7. So far I understand.

How do I get Pr(V>V) and Pr(V>u)? What do yo mean by using the pdf in part a? Do I just
1-integrate for both? What do I integrate?

Help!!!

8. Originally Posted by maibs89
So far I understand.

How do I get Pr(V>V) and Pr(V>u)? What do yo mean by using the pdf in part a? Do I just
1-integrate for both? What do I integrate?

Help!!!
$\Pr(V > u) = \int_{u}^{1} f(v) \, dv$. f(v) is known from part (a).

9. I got the joint cdf as u^2 * (1-(v-1)^2/(u-1)^2)

Is this correct?

I am having difficulty integrating it to get the pdf and it looks complicated.

If it is the joint cdf, how would I integrate it? Thanks!

10. Originally Posted by maibs89
I got the joint cdf as u^2 * (1-(v-1)^2/(u-1)^2)

Is this correct?

I am having difficulty integrating it to get the pdf and it looks complicated.

If it is the joint cdf, how would I integrate it? Thanks!
The joint cdf looks OK.

You don't integrate it, you take partial derivatives of it. Recall: $f(u, v) = \frac{\partial^2 F(u, v)}{\partial u \partial v}$.

11. Originally Posted by mr fantastic
I'll do a little bit to give you some ideas:

1. Consider $F(v) = {\color{red}\Pr(0 < V \leq v) = 1 - }\Pr(V > v)$.

If V > v then obviously X > v and Y > v.

So $F(v) = {\color{red}1 - }\Pr(X > v) \cdot \Pr(Y > v) = {\color{red}1 - }\left( \int_{v}^{1} 1 \, dx \right) \cdot \left( \int_{v}^{1} 1 \, dy \right) = ......$ if $0 \leq v \leq 1$ and zero otherwise.

Now recall that the pdf of V is given by $f(v) = \frac{dF}{dv}$ ......

3. Does f(u, v) = f(u) f(v) ?

Try the remaining bits again - post if you're still stuck after making a good attempt.
I'm big enough to admit my mistakes. I made a mistake here.

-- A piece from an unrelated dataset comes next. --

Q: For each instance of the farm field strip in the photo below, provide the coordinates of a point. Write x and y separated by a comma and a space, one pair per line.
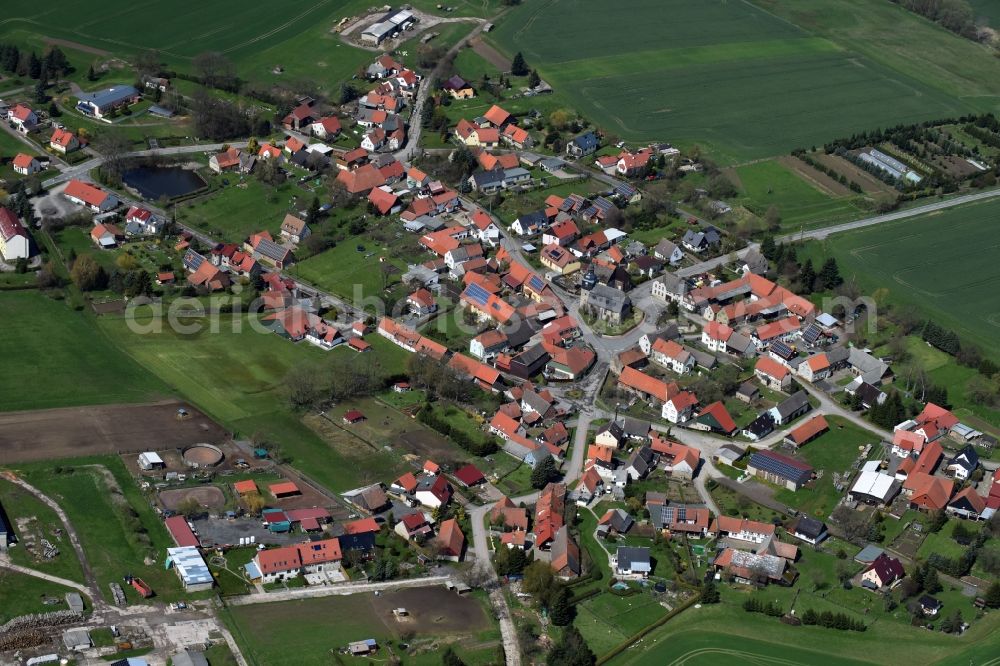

The pdf's are actually the other way around.

I only realised my mistake when answering the same question (more or less) asked by a different member at this thread: http://www.mathhelpforum.com/math-he...-question.html

After answering it, I thought it seemed familiar so I searched and found this thread. I was baffled that I'd given two mutually exclusive answers. Reading this thread again I saw the mistake in it immediately.

Sorry for any inconvenience. I did have the right ideas, just the wrong way around.